Many workers then were fearful—see point #1—but others were opportunistic, as management, then as now, offered carrots as well as sticks, in the form of outright bribes, or promotions, better schedules, and cushier jobs. Some bought into paternalistic indoctrination that business elites—not "outside" labor organizations—had the best interests of their workforce "family" at heart. Still others carried their own racial or ethnic animosities and resented the CIO message of solidarity.

There was nothing automatic then, and there won’t be now, about union support within the working class. Organizing is painstaking and never-ending.

UNIONS WERE POWERFUL, NOT ‘POPULAR’

5. Relatedly, I’ve seen the frequent references to polls showing that unions are more popular now than they’ve ever been, or whatever. But that’s in part because, I think, so few people now are in them.

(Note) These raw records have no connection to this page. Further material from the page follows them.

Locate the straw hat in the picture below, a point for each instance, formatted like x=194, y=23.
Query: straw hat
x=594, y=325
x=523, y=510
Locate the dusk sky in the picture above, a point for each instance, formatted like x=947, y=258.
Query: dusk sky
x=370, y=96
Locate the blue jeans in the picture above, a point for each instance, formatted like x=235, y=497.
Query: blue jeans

When the labor movement was at its most powerful, in the 1940s and ’50s, unions were not necessarily “popular”—they were feared. Lots of people—not just apex capitalists, but most members of the small business and middle class, professionals, white collar workers, etc., Republicans and Democrats alike—saw organized labor as a threat. Jimmy Hoffa and Walter Reuther were deemed by much of the media to be dangerous and too powerful, albeit for sometimes different reasons.

We don’t need a labor movement that’s well-liked to organize Amazon; we need one that scares the bejesus out of the ruling class and its hangers-on. I think we’re a long way from that at the moment, but nonetheless I reiterate what I said in point #1, and that is that such great leaps forward have happened before, and against much more formidable adversaries than Jeff Bezos, however invincible he now fancies himself to be.

Toni Gilpin is the author of The Long Deep Grudge: A Story of Big Capital, Radical Labor, and Class War in the American Heartland.